My game renders at a low resolution for stylistic purposes, and by default the unity camera renders to a texture that has bilinear filter. This results in a blurry image, which I don’t like. So, not wanting to deal with the extra low res target rendertexture + camera approach (because it messes up the various camera transformations i use to build the UI), I’ve been doing this, just to get crispy looking pixels:
This works fine, but for the life of me, I can’t understand why this can’t be done in a easy way, with plenty of Unity games (eg. Short Hike), utilizing the low res look and point filtering. Please Unity, make this feature available in the Camera API or wherever appropriate!
Games use post processing or custom shaders to get this look. This way it even looks sharp on high resolutions, while keeping the desired look. I do not recommend using forced low resolutions, since there are so many different screens out that and it will probably look crappy
Post processing to achieve lower fidelity seems kinda dumb. Nevertheless, something this simple should be available in the API, not having to resort to hacks with rendertextures or blits.
Why is it dumb?
Try running a low resolution on a big 4k display. It will look terrible. If you run it natively and use a post processing filter it will look amazing.
You don’t create a lower fidelity, then you are calling your artstyle crap. You use the post processing to get the visuals you want.
When you post process a 4k Tex into a 320x180 there is a lot of pixel swimming, it is never truly crisp.
Anyways, you can have your opinion on how it looks, I’m just arguing for a simple quality of life feature that I believe wouldn’t be too hard to implement.
If it’s not too hard you might be able to implement it yourself.

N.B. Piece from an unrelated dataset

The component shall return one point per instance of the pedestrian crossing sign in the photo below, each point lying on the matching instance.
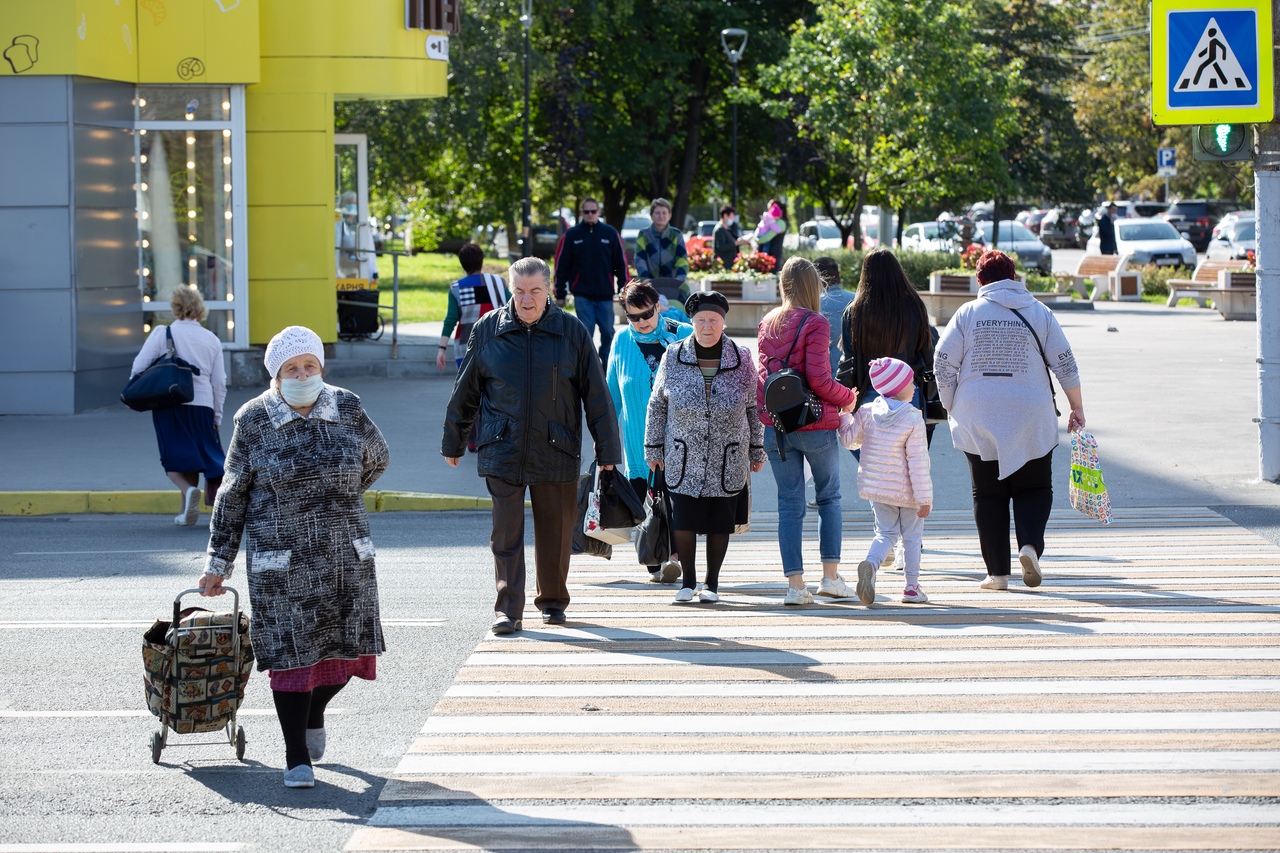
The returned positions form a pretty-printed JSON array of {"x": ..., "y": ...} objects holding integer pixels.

And you don’t just decrease the pixel count. The post processing will make sure that they are pixelated however you want
I literally did implement it myself? Only now I pay one Blit for no good reason. What is your beef here, you don’t want the unity graphics to be more customizable into your own liking?
@topitsky you can avoid using two blits. You only need 1. Just set the targetTexture on your camera to a RenderTexture (that is sized at your low resolution), make sure that RenderTexture has filterMode = FilterMode.Point, then do 1 final blit to blit to the framebuffer (like the last blit you are already doing).